Nossos brinquedos eram os mais simples possíveis. Quando chegou o Natal, estávamos ansiosos para ver o que o Papai Noel havia nos trazido. Procuramos pela casa toda e os meus irmãos descobriram, escondido embaixo da cama, dois caminhões de madeira, imitando o que nosso pai tinha. Eu ganhei um carrinho de boneca, também de madeira. Bonecas eu também não tinha. Numa viagem que fizemos à Porto Alegre (e a viagem era longa) eu comecei a ficar impaciente. Então minha mãe pegou algumas roupas e improvisou uma boneca de pano. Eu achei que podia fazer melhor. Então desmanchei a boneca e tentei fazer de novo. Claro que não consegui. Meu pai transportava gasolina no tanque do caminhão. Na volta para casa, minha mãe perguntou se eu queria voltar com o pai. Eu disse que não. Já nessa época, a minha intuição já funcionava. Meu pai capotou o caminhão, que despencou em um barranco. Ele não se machucou, mas se eu estivesse junto, ele teria caído por cima de mim.

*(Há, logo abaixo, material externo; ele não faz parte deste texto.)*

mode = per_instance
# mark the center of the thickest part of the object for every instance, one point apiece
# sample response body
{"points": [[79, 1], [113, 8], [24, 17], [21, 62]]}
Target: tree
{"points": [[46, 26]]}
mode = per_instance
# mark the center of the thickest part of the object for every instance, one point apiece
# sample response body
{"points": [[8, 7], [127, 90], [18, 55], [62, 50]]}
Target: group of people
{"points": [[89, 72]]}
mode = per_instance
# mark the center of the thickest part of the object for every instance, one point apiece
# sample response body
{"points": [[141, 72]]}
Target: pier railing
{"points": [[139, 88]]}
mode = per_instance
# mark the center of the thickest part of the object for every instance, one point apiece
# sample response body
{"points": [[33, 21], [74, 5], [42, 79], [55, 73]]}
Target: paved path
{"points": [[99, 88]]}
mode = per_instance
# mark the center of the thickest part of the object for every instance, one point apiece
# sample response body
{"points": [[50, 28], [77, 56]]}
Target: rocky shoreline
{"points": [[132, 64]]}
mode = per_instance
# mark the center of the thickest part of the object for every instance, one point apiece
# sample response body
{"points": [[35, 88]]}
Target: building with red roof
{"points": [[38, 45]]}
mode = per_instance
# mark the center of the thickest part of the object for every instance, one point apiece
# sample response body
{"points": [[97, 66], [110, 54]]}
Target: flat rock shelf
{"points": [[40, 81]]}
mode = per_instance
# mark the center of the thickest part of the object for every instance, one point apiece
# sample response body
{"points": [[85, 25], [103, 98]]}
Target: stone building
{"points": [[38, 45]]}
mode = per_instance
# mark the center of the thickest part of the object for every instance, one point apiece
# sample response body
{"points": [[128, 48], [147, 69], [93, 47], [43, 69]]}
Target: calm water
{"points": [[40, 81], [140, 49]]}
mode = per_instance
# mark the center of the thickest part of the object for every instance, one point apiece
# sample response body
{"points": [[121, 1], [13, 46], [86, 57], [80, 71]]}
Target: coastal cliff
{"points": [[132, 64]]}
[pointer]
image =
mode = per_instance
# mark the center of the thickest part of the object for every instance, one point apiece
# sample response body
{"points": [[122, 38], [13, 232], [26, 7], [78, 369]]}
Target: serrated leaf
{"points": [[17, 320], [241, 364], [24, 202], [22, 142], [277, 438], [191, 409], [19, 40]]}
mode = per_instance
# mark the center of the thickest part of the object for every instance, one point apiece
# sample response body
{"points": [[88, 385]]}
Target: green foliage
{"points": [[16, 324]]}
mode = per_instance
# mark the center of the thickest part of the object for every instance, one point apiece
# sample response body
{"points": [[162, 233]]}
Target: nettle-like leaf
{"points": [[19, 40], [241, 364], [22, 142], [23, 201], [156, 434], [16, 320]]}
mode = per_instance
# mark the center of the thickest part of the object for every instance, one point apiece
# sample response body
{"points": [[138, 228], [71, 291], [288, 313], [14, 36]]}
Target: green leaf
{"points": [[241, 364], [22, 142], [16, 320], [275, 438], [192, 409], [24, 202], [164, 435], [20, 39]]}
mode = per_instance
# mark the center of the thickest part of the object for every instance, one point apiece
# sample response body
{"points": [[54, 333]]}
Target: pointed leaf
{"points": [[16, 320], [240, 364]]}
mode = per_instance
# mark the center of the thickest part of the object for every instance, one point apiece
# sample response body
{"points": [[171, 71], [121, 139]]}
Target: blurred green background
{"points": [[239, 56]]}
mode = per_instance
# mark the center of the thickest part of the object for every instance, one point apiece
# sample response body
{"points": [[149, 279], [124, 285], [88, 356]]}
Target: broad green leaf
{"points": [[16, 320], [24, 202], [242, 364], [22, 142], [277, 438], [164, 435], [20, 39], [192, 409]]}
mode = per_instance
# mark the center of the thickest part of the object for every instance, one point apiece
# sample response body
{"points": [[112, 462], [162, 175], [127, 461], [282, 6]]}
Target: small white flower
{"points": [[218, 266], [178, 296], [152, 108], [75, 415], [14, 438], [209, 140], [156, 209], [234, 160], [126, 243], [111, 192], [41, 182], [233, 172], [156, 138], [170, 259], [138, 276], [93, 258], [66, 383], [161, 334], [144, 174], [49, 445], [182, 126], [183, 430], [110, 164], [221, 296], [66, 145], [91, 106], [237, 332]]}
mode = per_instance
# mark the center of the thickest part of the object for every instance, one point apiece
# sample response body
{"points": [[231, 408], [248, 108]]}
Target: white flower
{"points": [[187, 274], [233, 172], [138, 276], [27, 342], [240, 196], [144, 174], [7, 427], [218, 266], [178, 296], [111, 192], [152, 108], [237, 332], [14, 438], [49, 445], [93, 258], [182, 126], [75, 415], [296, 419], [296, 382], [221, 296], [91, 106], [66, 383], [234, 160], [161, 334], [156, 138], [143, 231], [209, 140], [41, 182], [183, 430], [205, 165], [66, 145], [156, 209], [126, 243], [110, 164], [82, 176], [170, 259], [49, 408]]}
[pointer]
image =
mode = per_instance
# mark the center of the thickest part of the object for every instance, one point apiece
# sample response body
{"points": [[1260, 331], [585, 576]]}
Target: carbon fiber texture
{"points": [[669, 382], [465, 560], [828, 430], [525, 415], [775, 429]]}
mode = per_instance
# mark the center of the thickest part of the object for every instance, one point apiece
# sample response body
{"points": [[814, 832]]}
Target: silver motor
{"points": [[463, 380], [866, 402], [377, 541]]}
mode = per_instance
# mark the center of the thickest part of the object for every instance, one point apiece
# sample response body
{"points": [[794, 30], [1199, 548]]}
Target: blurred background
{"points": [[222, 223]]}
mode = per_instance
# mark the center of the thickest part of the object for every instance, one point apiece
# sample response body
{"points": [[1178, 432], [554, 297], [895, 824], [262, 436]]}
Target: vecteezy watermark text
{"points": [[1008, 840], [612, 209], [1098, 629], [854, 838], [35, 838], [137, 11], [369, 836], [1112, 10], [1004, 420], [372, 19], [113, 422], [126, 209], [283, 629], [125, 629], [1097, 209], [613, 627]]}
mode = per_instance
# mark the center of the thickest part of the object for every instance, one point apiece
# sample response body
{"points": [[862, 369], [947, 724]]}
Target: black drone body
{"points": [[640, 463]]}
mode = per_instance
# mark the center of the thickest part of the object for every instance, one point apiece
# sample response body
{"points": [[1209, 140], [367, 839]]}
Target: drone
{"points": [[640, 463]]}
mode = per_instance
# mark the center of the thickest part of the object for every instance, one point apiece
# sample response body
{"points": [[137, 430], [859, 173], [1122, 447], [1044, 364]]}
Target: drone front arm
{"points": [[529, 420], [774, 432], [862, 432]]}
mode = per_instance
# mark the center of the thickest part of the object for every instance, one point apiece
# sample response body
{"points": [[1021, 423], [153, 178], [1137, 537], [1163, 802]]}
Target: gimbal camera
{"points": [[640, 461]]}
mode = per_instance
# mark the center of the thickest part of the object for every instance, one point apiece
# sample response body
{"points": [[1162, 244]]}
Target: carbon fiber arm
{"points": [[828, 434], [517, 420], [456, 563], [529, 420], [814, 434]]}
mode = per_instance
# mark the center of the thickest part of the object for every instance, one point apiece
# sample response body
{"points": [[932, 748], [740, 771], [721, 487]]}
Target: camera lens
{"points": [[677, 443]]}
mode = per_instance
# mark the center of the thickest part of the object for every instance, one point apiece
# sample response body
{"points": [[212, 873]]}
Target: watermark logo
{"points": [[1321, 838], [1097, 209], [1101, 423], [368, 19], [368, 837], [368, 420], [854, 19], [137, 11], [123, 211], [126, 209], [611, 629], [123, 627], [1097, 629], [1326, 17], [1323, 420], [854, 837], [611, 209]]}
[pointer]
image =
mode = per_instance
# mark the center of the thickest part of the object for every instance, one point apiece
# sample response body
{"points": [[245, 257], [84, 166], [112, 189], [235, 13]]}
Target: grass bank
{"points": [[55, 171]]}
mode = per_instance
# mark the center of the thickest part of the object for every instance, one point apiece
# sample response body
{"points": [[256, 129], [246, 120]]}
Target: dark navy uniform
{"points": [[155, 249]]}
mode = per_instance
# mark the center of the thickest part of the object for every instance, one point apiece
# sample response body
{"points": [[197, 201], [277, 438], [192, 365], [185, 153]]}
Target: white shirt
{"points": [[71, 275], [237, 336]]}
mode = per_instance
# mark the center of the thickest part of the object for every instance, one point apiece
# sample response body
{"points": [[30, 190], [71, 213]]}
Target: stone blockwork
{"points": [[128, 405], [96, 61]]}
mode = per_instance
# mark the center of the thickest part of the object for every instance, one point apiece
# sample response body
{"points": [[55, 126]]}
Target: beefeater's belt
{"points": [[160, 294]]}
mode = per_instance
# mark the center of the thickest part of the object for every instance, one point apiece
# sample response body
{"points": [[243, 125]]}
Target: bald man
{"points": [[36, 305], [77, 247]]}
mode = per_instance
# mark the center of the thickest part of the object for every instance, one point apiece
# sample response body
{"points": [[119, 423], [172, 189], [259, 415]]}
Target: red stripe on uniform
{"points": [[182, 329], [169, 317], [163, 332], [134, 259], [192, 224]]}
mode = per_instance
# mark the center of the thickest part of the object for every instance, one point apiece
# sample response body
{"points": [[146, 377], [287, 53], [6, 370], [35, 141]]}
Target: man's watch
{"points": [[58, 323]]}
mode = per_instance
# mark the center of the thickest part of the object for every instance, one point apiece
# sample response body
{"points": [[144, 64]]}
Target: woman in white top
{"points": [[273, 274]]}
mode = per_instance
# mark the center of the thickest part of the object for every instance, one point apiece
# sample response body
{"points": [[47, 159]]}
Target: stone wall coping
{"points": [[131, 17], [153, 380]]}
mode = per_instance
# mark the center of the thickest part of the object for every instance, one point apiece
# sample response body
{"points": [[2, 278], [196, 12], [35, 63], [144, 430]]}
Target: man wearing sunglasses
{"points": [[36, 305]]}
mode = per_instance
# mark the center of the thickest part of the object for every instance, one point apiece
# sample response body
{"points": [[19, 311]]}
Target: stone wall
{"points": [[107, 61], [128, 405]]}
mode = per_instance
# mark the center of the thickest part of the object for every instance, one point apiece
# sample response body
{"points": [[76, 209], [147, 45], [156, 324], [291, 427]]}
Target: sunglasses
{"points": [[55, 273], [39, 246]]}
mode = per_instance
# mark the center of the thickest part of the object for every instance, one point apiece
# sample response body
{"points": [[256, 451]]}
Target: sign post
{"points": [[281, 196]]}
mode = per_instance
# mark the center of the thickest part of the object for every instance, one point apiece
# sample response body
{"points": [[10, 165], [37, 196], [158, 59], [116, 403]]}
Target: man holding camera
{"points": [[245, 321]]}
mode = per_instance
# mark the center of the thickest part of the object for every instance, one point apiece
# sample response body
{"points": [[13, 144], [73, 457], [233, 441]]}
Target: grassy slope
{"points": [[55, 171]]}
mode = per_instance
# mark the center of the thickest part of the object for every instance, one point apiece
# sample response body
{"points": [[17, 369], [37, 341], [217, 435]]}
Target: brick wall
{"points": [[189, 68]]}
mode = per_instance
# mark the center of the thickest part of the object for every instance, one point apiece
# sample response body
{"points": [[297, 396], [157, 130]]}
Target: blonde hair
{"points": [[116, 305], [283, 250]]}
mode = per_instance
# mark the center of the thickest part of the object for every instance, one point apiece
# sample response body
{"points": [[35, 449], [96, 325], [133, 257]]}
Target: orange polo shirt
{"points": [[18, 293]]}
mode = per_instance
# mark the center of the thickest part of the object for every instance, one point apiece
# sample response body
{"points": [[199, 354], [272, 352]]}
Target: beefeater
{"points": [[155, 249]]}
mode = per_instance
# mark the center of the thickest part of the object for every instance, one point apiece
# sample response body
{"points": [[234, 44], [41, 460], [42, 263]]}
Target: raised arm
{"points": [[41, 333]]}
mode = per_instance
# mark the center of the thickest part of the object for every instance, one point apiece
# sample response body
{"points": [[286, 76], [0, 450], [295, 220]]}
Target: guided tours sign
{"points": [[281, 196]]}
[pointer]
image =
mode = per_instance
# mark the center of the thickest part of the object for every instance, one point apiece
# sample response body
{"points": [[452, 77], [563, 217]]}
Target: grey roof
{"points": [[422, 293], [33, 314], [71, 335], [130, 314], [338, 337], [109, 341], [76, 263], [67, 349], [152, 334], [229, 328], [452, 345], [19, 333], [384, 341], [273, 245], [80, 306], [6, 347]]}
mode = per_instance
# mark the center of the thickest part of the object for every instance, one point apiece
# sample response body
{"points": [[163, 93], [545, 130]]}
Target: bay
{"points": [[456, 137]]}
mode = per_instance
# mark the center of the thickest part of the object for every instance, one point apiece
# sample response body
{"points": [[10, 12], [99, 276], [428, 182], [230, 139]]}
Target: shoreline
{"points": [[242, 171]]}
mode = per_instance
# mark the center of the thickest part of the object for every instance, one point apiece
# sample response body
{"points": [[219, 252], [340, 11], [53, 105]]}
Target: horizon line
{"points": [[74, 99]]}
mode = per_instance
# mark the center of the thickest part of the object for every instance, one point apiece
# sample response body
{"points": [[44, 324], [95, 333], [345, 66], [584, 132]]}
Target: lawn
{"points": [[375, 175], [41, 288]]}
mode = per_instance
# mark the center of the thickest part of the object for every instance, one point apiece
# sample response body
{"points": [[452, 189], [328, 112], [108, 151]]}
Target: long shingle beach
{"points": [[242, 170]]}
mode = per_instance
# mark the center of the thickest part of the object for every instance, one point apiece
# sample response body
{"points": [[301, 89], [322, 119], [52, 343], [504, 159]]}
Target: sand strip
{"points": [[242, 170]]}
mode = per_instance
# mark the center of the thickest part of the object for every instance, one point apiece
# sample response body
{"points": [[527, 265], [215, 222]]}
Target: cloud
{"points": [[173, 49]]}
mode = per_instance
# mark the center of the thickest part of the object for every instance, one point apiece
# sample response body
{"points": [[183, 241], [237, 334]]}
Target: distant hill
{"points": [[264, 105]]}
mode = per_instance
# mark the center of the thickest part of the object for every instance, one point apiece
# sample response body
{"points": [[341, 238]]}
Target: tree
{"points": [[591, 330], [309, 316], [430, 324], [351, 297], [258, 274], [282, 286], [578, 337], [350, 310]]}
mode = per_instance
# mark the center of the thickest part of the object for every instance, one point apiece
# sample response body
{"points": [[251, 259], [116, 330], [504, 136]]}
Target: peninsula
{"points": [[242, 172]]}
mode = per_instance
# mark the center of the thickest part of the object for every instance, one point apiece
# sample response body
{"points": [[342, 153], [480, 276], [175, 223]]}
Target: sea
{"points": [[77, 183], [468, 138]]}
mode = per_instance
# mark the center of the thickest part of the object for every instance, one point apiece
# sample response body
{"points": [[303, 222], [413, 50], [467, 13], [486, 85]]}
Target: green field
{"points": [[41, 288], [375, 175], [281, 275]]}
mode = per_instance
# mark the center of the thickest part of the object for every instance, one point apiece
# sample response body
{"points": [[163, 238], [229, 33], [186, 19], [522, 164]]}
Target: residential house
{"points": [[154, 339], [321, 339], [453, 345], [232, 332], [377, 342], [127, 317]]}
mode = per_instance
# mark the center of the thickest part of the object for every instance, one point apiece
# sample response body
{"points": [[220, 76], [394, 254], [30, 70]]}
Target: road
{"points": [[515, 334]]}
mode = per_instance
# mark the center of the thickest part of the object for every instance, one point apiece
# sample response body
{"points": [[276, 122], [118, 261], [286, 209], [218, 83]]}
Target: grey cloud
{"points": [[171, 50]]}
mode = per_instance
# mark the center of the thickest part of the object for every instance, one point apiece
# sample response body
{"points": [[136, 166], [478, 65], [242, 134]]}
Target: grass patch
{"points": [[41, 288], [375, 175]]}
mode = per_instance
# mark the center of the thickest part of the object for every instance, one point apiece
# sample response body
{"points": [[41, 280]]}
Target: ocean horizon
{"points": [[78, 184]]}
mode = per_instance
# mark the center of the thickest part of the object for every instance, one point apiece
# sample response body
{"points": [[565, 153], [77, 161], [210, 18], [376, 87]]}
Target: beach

Fomos crescendo e precisávamos inventar outras brincadeiras. Para o meu irmão Naor, a mãe montou uma oficina de marcenaria. Com soldador elétrico e tudo o mais. Era ele que fazia os meus brinquedos. Cortava as latas de azeite e com elas fez um fogão,que funcionava com álcool, uma geladeira (gelava com pedras de gelo) e muitos outros brinquedos que ele inventava. Até que certo dia, eles resolveram que queriam trabalhar. Como eram muito pequenos ainda, a mãe só permitiu que fizéssemos picolé e vendêssemos para a gurizada da vizinhança. E eles iam lá comprar. Quem ficava com o dinheiro era quem abria a porta primeiro. Num desses dias, eu fiz uma venda e guardei o dinheiro no elástico do pijama. É claro que não deu certo. Perdi o dinheiro e o direito a vender picolés.
Tínhamos no pátio de casa um enorme pé de abacateiro. E ali vinham se aninhar várias pombas. Elas eram mansinhas e os amigos do Davi resolveram que queriam comprar. Ele vendeu a primeira e no que pode, ela voltou para o pé de abacateiro. O amigo do Davi foi lá em casa muito triste, dizer que a pombinha tinha sumido. Negociante como só ele, resolveu vender a pombinha novamente. Não precisa dizer que ela sempre voltava e era vendida de novo...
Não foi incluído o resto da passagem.